Inventors and other applicants for patents should know that the term patent pending is not an instant and concrete right. Not surprisingly, the rights in a patent are conditioned upon the acceptance of the patent application by the USPTO. What is surprising to some, is the fact that rights are retroactive back to the filing date of the first patent application, whether it is a provisional or a non-provisional patent application.
What you should know about the term patent pending is that it essentially means that your rights start from the day you place your patent application in the mail with the US Postal service. From that point forward, any business, company, or other person who, knowingly, or unknowingly makes, uses, or sells a competing product which infringes the claims of your patent will be liable to you for an assortment of damages. Believe it or not, this is still true even if noone at the USPTO has even breathed on your patent application.
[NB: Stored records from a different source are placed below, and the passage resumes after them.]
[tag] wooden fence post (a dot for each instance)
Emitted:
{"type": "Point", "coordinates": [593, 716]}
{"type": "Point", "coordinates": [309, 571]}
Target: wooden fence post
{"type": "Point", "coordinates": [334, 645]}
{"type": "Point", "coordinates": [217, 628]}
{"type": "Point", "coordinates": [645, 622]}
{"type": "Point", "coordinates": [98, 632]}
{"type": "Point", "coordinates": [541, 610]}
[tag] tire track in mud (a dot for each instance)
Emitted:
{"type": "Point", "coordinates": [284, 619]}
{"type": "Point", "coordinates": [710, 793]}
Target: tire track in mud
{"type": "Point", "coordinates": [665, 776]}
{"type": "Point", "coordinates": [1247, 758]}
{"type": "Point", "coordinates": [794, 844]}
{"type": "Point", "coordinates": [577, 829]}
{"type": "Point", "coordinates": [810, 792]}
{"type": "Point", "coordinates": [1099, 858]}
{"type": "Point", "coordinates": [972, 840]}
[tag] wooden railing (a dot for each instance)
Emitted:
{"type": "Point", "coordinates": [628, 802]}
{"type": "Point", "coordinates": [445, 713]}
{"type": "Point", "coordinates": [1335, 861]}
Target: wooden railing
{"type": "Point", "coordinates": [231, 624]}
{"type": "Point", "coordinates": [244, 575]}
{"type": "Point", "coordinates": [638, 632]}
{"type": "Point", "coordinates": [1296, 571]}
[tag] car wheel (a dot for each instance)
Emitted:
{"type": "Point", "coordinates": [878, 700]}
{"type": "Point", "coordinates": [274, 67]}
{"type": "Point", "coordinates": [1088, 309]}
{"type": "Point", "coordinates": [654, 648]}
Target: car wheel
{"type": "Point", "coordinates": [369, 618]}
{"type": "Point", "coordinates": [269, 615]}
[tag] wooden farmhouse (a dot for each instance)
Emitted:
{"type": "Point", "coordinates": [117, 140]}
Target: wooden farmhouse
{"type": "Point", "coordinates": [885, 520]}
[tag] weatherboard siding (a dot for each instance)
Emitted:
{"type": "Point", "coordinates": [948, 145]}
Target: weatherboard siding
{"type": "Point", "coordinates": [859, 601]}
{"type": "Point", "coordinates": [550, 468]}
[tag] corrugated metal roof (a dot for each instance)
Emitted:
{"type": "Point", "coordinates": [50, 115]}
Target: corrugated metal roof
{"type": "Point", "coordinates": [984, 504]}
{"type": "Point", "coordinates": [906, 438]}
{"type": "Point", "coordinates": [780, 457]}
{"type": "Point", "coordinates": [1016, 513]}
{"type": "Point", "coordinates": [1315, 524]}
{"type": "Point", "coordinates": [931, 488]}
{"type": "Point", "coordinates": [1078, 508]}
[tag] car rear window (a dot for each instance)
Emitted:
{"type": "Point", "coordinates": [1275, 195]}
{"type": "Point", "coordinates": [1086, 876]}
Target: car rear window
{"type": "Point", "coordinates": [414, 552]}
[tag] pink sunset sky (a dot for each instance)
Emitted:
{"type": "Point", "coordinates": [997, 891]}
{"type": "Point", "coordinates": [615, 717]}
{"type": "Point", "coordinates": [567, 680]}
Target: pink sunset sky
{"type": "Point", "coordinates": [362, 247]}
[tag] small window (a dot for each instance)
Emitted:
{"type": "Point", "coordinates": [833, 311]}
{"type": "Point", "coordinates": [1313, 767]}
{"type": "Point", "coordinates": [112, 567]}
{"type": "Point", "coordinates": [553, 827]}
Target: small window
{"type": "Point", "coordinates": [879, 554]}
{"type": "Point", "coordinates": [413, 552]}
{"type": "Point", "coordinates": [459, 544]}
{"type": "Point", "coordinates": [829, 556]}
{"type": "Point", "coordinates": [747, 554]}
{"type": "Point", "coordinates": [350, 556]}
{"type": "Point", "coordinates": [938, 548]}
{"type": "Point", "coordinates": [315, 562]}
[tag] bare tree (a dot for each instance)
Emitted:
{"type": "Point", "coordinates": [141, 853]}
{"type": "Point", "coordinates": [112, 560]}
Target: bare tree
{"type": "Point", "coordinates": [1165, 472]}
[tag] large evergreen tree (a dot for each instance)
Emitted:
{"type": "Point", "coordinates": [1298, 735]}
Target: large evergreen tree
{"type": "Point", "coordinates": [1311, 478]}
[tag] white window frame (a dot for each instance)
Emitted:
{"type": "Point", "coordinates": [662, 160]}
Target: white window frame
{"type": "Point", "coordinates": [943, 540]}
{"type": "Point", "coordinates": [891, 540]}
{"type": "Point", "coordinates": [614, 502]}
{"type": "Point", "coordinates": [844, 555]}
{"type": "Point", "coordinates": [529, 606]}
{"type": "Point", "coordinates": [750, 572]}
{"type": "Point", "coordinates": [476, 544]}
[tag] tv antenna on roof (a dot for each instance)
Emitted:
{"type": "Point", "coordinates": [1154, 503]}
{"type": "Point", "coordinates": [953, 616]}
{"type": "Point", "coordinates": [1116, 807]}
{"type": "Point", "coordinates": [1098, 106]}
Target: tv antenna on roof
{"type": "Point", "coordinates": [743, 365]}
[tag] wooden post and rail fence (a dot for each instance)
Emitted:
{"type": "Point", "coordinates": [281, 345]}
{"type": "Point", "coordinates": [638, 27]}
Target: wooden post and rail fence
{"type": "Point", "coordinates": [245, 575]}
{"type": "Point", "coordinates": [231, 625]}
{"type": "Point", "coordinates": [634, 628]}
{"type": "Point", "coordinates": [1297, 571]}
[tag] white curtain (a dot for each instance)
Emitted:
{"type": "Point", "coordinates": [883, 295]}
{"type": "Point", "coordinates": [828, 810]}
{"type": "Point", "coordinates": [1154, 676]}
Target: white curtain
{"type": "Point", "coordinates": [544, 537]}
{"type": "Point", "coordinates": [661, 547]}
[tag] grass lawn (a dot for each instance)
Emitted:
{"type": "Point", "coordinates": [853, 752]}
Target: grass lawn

Of course, there is a catch. The chance to get damages from someone is all assuming one little fact: your application must be granted. Accordingly, you will not be able to bring a lawsuit until you have an official patent. Needless to say, you get nothing if your application is ultimately rejected.
In conclusion, patent pending does not mean that applicants have instant rights from the time the application is filed. Instead, these rights are prospective and conditional upon the eventual approval of the application. And, yes it is true that rights are go back to the filing date. Consequently, any intervening infringement may yield a damage reward.